English R1B

Reading and Composition: Documentary Poetry and Immaterial Poetry

Section Semester Instructor Time Location Course Areas
15 Spring 2016 Benjamin, Daniel
TTh 12:30-2 225 Wheeler

Book List

Carson, Anne: Nox; Cha, Theresa Hak Kyung: Dictee; Philip, M. NourbeSe: Zong!; Reines, Ariana: Mercury; Reznikoff, Charles: Testimony

Other Readings and Media

A course reader with poems by Langston Hughes, Muriel Rukeyser, Jack Spicer, Hannah Weiner, Susan Howe, and Dana Ward.
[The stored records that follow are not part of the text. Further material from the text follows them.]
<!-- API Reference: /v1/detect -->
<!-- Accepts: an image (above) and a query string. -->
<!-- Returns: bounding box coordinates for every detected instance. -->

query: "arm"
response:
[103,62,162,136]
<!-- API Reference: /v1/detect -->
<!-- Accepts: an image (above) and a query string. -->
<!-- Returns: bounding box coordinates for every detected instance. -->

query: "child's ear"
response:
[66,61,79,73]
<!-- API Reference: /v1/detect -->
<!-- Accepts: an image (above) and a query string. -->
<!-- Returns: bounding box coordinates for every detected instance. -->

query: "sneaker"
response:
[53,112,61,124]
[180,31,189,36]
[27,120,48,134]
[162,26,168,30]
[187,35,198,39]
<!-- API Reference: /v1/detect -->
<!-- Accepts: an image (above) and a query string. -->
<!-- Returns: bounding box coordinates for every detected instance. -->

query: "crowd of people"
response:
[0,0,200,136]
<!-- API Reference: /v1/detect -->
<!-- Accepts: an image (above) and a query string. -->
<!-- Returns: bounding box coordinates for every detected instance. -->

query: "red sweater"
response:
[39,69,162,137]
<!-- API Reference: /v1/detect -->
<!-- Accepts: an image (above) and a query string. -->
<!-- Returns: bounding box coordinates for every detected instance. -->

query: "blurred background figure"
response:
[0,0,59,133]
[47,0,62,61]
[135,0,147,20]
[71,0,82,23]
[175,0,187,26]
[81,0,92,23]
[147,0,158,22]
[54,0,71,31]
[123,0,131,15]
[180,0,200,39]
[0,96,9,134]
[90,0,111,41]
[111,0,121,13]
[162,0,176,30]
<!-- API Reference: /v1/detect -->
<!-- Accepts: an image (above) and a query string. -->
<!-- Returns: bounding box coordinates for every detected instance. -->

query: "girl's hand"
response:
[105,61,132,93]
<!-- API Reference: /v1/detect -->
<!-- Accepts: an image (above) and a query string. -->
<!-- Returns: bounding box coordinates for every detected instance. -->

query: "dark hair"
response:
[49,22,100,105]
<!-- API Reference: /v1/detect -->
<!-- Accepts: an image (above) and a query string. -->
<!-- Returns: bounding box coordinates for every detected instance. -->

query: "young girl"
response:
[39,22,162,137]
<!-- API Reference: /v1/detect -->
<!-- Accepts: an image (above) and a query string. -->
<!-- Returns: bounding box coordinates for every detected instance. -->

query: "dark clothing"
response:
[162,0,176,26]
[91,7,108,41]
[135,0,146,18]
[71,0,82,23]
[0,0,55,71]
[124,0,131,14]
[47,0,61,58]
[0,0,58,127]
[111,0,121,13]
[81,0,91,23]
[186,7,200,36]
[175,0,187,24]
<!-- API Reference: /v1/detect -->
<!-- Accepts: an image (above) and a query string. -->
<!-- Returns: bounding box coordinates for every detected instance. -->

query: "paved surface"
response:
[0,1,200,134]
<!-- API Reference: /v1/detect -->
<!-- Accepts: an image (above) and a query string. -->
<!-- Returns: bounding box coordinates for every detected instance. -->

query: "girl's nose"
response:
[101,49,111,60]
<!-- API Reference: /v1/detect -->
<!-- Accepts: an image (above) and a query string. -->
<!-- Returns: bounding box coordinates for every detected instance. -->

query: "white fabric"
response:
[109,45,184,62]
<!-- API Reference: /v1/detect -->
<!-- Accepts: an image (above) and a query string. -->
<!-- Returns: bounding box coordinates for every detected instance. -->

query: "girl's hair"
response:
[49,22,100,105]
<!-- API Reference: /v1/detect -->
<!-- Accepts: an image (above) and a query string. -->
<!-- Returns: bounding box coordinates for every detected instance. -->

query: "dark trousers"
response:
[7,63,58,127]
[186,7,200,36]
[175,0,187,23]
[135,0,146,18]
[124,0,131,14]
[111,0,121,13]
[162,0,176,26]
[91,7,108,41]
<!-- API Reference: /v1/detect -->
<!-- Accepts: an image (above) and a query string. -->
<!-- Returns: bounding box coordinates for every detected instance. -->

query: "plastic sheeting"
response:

“Poetry’s not made of words,” writes Ariana Reines in her recent book Mercury (2012). This course considers that claim. Can literature be reduced to the words that make it up, or is there a surplus that a materialistic view of poetry fails to capture? What is material and what is immaterial in 20th-century American poetry? The central archive for this investigation is a group of texts sometimes referred to as “documentary poetry,” texts with close relations to source material. Some of these texts showcase the author’s deformation of the source text, while others “merely” reproduce them. Questions to be considered include: What is at stake in these interactions with source material? What does it mean for poetry to take up a documentary task? How do poetry’s apparently immaterial aims interact with these documentary approaches?

This course seeks to develop your critical thinking and writing skills. We will learn how to build evidence-based arguments from our readings of literary texts, and how to construct and pursue compelling research questions. Assignments will include two shorter essays (one of which may be creative), and a longer research essay.